One ActiveRecord Naming Convention To Take With Me
You can say what you want about the way ActiveRecord pluralizes table names. I for one, do not like it much! But hey, I could get used to it, so what the heck. But one naming convention I noticed that I have taken with me back into Java land, is the one about naming properties on the model, that have temporal datatypes, either _at or _on.

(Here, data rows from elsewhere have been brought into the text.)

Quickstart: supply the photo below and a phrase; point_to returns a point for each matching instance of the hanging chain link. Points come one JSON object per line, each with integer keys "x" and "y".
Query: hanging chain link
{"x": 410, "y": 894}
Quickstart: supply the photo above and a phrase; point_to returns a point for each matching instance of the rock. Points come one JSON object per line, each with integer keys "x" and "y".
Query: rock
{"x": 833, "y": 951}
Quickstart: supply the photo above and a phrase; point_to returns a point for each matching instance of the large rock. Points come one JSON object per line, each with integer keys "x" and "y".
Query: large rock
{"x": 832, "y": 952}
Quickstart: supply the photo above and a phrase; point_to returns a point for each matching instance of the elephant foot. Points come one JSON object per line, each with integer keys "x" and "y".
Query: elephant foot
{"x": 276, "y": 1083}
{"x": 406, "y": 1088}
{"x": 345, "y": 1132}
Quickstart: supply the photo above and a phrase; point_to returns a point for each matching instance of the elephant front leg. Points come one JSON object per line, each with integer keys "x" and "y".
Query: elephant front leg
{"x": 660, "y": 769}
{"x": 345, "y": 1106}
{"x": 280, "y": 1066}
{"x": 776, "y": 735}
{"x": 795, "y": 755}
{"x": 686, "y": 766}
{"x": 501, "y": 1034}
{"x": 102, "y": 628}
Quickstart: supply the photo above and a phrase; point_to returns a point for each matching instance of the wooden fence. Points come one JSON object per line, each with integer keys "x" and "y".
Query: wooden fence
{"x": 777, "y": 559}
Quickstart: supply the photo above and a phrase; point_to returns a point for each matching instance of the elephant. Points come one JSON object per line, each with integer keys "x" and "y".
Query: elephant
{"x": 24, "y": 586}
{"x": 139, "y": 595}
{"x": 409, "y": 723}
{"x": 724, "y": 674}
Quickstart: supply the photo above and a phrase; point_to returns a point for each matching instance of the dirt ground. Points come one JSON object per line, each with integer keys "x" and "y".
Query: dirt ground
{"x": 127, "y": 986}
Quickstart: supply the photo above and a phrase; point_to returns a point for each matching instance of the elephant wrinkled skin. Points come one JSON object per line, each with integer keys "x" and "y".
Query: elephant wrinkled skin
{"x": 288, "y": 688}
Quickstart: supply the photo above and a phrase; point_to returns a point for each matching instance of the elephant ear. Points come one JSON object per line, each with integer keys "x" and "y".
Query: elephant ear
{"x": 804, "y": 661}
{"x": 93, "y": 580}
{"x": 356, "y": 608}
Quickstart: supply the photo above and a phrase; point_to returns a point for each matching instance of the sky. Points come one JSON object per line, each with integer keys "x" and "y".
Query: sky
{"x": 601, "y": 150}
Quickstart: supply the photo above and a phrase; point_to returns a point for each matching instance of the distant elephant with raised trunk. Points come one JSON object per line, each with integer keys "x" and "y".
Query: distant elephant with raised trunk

- If the property is to hold a date, but no time, name it xxx_on
- If the property is to hold a timestamp (a date + time), name it xxx_at
Of course, I do not use the ugly underscores, but simply CamelCase it
There is so much (Java) code out there, where you are unable to determine if a property is holding a date only or a full timestamp, simply by looking at the name. The model could use java.sql.Date for date only and java.sql.Timestamp for full timestamps. That way, you could determine it from the property datatype (something that is much harder in Rails land). But, I have previously advocated, that using the java.sql types on the model is a leakage of concerns, that should only be in the persistence layer (whatever that is, in these days).
By the way. I think Java land is doing great on stealing stuff from Rails these days. Projects like Grails is getting so many of its ideas from Rails, and I like that. It is everywhere. Suddenly, people in Java land started to implement Convention over Configuration. And then, there are the small things. Like when Tapestry got Rails’ flash persistence built into it.